# When do Finite Element method provide considerable advantage over Finite Differences for option pricing?

I'm looking for concrete examples where a Finite Element method (FEM) provides a considerable advantages (e.g. in convergence rate, accuracy, stability, etc.) over the Finite Difference method (FDM) in option pricing and/or calculating sensitivities.

I know that in general Finite Element is more powerful numerical method for solving PDE's (e.g. it allows to work on complex geometries), but I'm specifically interested if we can fully utilize it for option pricing. I've skimmed through the book Financial Engineering with Finite Elements, but it only states some general considerations about benefits of FEM in the introductory section, without going into details.

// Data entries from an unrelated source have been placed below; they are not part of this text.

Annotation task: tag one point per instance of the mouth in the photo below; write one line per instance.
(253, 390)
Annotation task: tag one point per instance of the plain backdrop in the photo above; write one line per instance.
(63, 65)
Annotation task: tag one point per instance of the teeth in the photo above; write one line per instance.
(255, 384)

Currently I'm aware about only one case, when FEM outperforms FDM in convergence rate, namely in pricing under a Variance gamma model. But this advantage can be neglected by introducing certain enhancements in the FDM.

As far as PDEs (deterministic) are concerned we have the notion of a "strong solution" (directly solving the differential operator in the strong formulation of the problem) and the "weak solution" that deals with a weak formulation of the problem.

For the strong formulation, finite differences are the way to go since they are the natural discretization of the differential operator.

For the weak formulation, finite element methods are the way to go since they directly tackle the weak formulation of the problem by restricting it to a finite dimensional space (depending on which type of "element-functions" or basis-functions you choose for this space).

The finite difference method has problems with complex geometries and adaptive meshes - the geometry will not be a problem in option pricing since you always consider the rectangle $[0,T]\times[S_\text{min}, S_\text{max}]$. Local refinement can be a problem - but it depends on the equation and the initial/boundary condition. Further more, for some (nonlinear) differential equations, problems with disconutities occur and you can end up with oscillation effects. There are schemes that circumvent problems like this but you have to invest into the algorithm.

The finite element method is a more general notion. Since SPDEs are defined by their (Ito-) integral formulation an approach that approximates an integral-formulation will feel more natural. Thats because the payoff of a European Call (S-Variable) and the Brownian motion paths (t-Variable) are both not differentiable. Using finite difference methods for SPDEs most natural discretizations for "differential operators" does not give you the right scheme as far as I know. That would be another hint that points into the finite element direction a little bit.

One problem with comparing the performance of the two is definitely that there are so many different schemes (implicit/explicit of different ordes for finite differences and choices of basis functions and local refinement techniques for finite elements) that it is impossible to say. Maybe for some choice of model and initial/boundary condition one method will outperform the other but I think its hard to generalize.

FDMs represent PDEs over a simple grid shape; the different implementations are just different recurrence relations to approximate the solutions to the PDE between boundary values (e.g., for options pricing, $T=[t_\mathrm{now},t_\mathrm{maturity}]$ and $S=[\mathrm{deep\_itm},\mathrm{deep\_otm}])$.

FEM is a general name for a lot of different implementations of "adaptable" grids, where approximations in different regions are not necessarily the same over the entire (e.g., T,S) space. One (of many) examples where such approaches are important is path-dependent option valuations (e.g., Asian Options, see Zhang, 2001/3 which is FDM, imagine if we wanted to better model the smoothing effect of the averaging over time, or jump processes as described by Merton).

I have no personal experience comparing the two methods. However, I have heard that FEM might be preferable to FDM in connection with degenerate PDEs such as the ones that occur in the Hobson-Rogers model.